Summation of exponential terms

[A_s_a_d]

I found the following identity in a paper:
$\sum_{l=1}^{\infty}exp(-\pi\alpha l^2)=(\frac{1}{2\sqrt{\alpha}}-\frac{1}{2})+\frac{1}{\sqrt{\alpha}}\sum_{l=1}^{\infty}exp(\frac{-\pi l^2}{\alpha})$
Someone please let me give some hints on how to prove this.

 

[jfizzix]

It looks like it's the same sum on both sides, but scaled.
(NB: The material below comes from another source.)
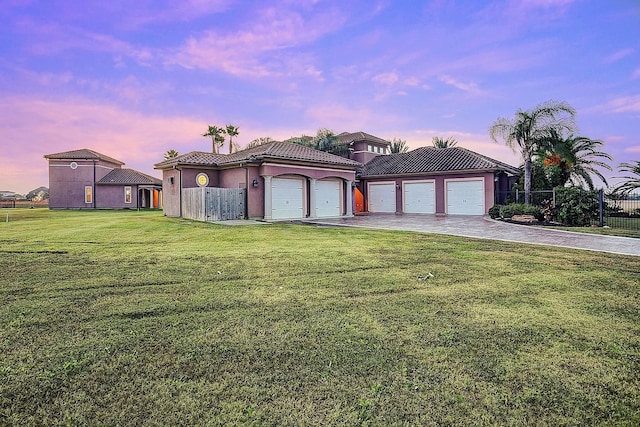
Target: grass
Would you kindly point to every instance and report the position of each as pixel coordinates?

I would see what happens to the exponential sum when you change \alpha to \alpha\beta. Can you make the result identical with the right scaling factor in front (twice as wide, but half as tall)?

 

[A_s_a_d]

Yes, it's the same sum but scaled. One thing I have found that if you approximate the summation as integral, it can be proved easily as both are usual Gaussian Integral. But I was worrying about the factor that involves to transform the summation into integral. Any thoughts?

 

[jfizzix]

So, you can write it alternatively as:
\frac{1}{2} +\sum_{l=1}^{\infty}exp(-\pi\alpha l^2)=\frac{1}{\sqrt{\alpha}}\big(\frac{1}{2}+\sum_{l=1}^{\infty}exp(\frac{-\pi l^2}{\alpha})\big)
or better yet
\sum_{l=-\infty}^{\infty}exp(-\pi\alpha l^2)=\frac{1}{\sqrt{\alpha}}\sum_{l=-\infty}^{\infty}exp(\frac{-\pi l^2}{\alpha})
this sum is exactly the integral of a discrete gaussian. With the normalization constant in front, they should have the same area..

At least, that is how I think it should work out.

Does \alpha have to be a positive integer?